One of the most popular videos I have on YouTube involves me teaching a variety of strategies on how to handle your internal dialogue. Now, the term ‘internal dialogue’ suggests that there are at least two voices talking inside your head. Indeed the process of thinking often seems that way. One of the worst things that people report to me is the internal ‘nagger’ in their mind. It is the voice that continues to hassle them, goad them and makes them feel bad on a regular basis.
The internal nagger, we will call it for now, has a negative and angry tone of voice most of the time. It is exceptionally critical and spends a massive amount of time identifying all of the things wrong with you and all of the mistakes that you are making. It survives under a false pretence that it is trying to help you. It is trying to help you improve and get better. Often, however, it fails to do this and instead serves to make the inside of your head a painful place to be.
The reality is that internal nagging becomes habitual and repetitive which is why it doesn’t work. When we are nagged by others, it fails to work long-term as all it does is annoy us and make us feel bad. We aren’t taught what to do differently. Internally the same mistakes are made.
Conquering internal nagging requires that you do a number of things.
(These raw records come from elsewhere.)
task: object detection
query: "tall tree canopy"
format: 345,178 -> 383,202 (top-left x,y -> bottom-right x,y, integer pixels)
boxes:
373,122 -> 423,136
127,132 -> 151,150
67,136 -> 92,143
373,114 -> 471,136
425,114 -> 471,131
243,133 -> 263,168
First, understand what your internal nagger is trying to do. Understand that although its approach might not be good, its intention is. What is the positive intention that guides it? How does it want you to improve? Once you understand the answers to these questions you can begin to plan a strategy to implement the lessons it is trying to teach you. You can focus on what you need to do rather than what you were not doing or what you were doing wrong.
Second, identify what questions you would need to ask inside your head that would get you to feel motivated and able to implement these lessons. How would you talk to yourself if you wanted to encourage yourself and inspire yourself to make a change and have it last long-term?
Third, understand what challenges may be in the way of you implementing the new behaviour. Predict any problems ahead of time and plan how you will deal with them when they do arise. This ensures that you will make the necessary improvements last.
Fourth, listen to the tone of the inner nagger. Play around with it and make it ridiculous or exaggerate it and make it seem silly. Then instantly replace it with a new voice and ask the questions that you created in the second part of this strategy above. Practice going from the inner nagger to the inner guide and notice how you find yourself feeling much better about the situation.
Fifth, plan for the situations that you normally nag at yourself and mentally rehearse using your new strategy in its place. The more you practice this the better you will get, the happier you will be and you will be in a far better position to conquer the internal nagging.